Better way to transplant human stem cells (Medical Xpress). Scientists seem more wary about discussing embryonic stem cells than they used to be. This article never uses the term. It names them “hES” cells instead (human embryonic stem cells) used to experiment with “organoids” (small organs developed from hES cells), and later discusses the transfer of “pluripotent” stem cells, without saying if they are iPSCs or adult stem cells. You can tell something is up, though, when they admit in the last sentence, “They also warrant consideration of the ethical issues associated with the development of cerebral organoids for therapeutic purposes.” There are no ethical issues with adult stem cells.

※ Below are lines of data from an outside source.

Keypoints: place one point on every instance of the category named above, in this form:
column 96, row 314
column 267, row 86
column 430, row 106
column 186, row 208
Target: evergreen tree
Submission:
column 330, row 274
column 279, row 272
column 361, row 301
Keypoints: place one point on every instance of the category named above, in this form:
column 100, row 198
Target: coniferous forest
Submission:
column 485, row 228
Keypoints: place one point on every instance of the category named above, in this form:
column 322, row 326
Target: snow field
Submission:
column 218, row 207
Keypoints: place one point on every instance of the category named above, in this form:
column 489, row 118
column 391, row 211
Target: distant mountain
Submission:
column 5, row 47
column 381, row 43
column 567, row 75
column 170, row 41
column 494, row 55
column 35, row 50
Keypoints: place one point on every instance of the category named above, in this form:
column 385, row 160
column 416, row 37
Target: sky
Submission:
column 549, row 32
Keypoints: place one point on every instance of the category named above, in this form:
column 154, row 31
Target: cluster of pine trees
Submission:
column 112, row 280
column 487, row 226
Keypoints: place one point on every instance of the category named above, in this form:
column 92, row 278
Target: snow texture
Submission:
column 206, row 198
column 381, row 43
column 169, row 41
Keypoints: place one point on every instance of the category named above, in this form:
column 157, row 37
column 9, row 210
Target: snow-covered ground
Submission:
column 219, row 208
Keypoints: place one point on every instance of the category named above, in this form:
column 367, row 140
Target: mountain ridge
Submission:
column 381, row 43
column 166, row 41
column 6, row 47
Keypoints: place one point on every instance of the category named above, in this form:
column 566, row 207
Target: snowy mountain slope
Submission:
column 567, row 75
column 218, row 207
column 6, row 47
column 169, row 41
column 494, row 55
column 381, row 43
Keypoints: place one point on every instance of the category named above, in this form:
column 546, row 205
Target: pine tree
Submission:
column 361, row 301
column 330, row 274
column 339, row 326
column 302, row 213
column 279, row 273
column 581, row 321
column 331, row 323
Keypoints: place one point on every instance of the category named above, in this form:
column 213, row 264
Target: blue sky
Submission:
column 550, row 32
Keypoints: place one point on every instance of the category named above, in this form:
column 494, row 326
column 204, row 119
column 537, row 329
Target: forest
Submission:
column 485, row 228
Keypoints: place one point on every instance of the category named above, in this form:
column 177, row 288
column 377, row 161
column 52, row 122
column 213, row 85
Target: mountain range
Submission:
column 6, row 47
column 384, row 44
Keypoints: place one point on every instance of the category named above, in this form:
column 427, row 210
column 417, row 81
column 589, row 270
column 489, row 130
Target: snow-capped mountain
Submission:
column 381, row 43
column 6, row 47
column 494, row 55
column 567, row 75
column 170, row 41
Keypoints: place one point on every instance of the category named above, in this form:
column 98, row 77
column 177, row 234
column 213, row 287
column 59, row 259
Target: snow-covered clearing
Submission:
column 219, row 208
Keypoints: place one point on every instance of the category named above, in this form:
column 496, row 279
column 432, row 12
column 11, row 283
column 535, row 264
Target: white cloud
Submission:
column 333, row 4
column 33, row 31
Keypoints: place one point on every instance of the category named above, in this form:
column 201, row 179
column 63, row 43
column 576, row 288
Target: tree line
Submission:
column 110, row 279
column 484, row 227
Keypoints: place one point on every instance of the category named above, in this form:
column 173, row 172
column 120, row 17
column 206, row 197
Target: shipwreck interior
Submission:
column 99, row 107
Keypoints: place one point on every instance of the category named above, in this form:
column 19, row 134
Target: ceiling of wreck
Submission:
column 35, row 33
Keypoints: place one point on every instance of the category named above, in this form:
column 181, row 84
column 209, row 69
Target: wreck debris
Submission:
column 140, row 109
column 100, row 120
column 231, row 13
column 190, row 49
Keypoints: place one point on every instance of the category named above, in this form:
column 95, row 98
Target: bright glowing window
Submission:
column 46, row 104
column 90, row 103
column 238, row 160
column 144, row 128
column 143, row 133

Update 11/13/2018: Serendipitously, Dr Nathaniel Jeanson wrote on this subject for Answers in Genesis on the same day. He provides a brief history of the stem cell debate and the reasons for ethical concerns. He concludes that the pro-life community is on the verge of a major victory, with adult stem cells proving more suitable for therapy than human embryos, without any of the ethical concerns.

The good (adult stem cells and iPSCs), the bad (human embryonic stem cells) and the ugly (prospects for human cloning) require citizens to pay close attention to what is being discussed. These are matters of life, death, and human nature.